The State of the Union address remains, for me, one of those “events” that actually occasions the rare gesture of sitting in front of a television for some good old fashioned appointment viewing. Watching the glorious obsequiousness, gladhanding, strategic applause, and Vice President Biden’s megawatt grin in full HD retains a certain appeal that a YouTube window a few inches wide cannot quite contain.
But as a political event, it is slowly being drained of its life and blood.
President Obama’s speech had many soaring summits, and even an interestingly conversational tone at points that exposed the President’s frustration with an utterly recalcitrant Congress, but when it came to using the ultimate bully pulpit for concrete proposals the President remained vague; principled, to be quite sure, but dubious about the power of anything but his own pen.
Consider the fact that, as our own Chloe Angyal pointed out,
“at no point did the President mention sexual violence in the military. Despite the fact that a woman deployed in a combat zone is more likely to be sexually attacked by one of her comrades than she is to be killed by the enemy, he said nothing. Despite the fact that the number of acts of unwanted sexual contact reported in the military rose in 2013, to a total of about 26,000, he said nothing.”
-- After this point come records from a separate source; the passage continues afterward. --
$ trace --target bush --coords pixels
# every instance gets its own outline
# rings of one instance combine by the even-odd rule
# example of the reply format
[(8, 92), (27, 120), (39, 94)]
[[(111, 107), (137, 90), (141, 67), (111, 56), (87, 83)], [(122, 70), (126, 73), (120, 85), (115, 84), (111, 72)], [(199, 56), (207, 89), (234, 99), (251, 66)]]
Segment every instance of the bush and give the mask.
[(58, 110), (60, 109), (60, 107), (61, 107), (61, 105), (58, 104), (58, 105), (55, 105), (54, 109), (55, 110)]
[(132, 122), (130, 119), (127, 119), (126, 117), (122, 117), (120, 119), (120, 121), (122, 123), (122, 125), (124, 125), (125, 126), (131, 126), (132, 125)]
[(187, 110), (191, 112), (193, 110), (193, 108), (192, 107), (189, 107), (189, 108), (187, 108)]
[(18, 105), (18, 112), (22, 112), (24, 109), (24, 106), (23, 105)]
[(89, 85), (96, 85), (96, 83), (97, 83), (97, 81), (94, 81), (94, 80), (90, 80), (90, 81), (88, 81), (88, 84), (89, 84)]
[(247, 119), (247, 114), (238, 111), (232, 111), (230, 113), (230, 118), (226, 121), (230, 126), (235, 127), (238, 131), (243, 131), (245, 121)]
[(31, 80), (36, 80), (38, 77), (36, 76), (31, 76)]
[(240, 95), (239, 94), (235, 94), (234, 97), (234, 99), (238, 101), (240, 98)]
This is, as she reminds us, a severe omission. Yet even if President Obama had mentioned it, it would likely have suffered from the same problem that the big feminist shout out of the night had. We all thrilled to President Obama’s Mad Men reference, and his invocation of the sobering wage gap between women and men, but let us ask ourselves: what was actually proposed to remedy these maladies? What policies did he propose to replace the Don Draper-vintage status quo?
This gets at the essential questions that can (and must) be asked about nearly everything in the President’s address: what does the President believe the federal government can actually do to ameliorate injustice? How can our elected officials help make the promise of our rights and liberties real and material? We can all cheer at vague platitudes, but we are also owed a clear road map.
President Obama rightly received a storm of applause and a rush of cheering standing ovations for his majestic statements of principle on women’s rights, and we should all be painfully aware of how a Republican president would never have even bothered to say that much—the bewildering chorus of GOP “official” responses makes that abundantly clear.
But the inescapable undercurrent of the State of the Union was a depressing resignation about the power of the federal government to achieve anything. What continues to elude this president with each passing State of the Union is a truly grand, coherent vision, of how we can make our society more equal.
A precious, lonely sentence, acknowledged that most low wage workers are women, but I grimaced when I saw that it was merely a segue into another topic rather than an issue he would use to build up to a cogent legislative programme. Beyond this, a meaningfully intersectional approach was nowhere to be found.
The President stepped back from concrete proposals on immigration, only averring that “something” must be done; no word was spared for deportations or the terrible impact our immigration system has on working and lower class women of colour and their access to healthcare.
There was no effort at painting a grand vision for how we could knit our riven society back together, no great effort to persuade on these core questions which affect millions of people left in the cold by alien systems and the reckless indifference of the powerful. Even existing, modest legislative ideas, like a (trans inclusive) Employment Non-Discrimination Act, which is meant to provide a legal remedy to those who suffer various forms of LGBT discrimination in public, remained silently shrouded. When we will find a president willing to mention the Equal Rights Amendment at every State of the Union until it is ratified? When will there be a vision for sex workers in this country who suffer daily from criminalisation? Or for the incarcerated for whom the statistics mandated by the Prison Rape Elimination Act keep piling up with no meaningful action to follow?
This is not a mere radical wishlist for name-checking the prescribed issues. This is a foundational question about what government is for. That question will grow more urgent as time goes on, and it is one that is much larger than Obama’s presidency or the obdurate Republican congress. It is a veritably existential concern for a feminist movement that agitates for urgent legal remedies.
Newly elected socialist Seattle City Councillor Kshama Sawant delivered her own response to the State of the Union which ought not be missed for at least being a breath of fresh air—if still long on platitudes and short on specifics—but her challenge to the President to acknowledge mass movements fighting for a 15 dollar an hour minimum wage, and follow their lead, is absolutely vital.
It is emblematic of the kind of grassroots-founded leadership our commanders in chief ought to be exhibiting. Sawant’s speech is a glimmering reminder in the dark of what could be done and what Obama’s leadership could look like.
If only this president could screw his courage to the sticking point and try.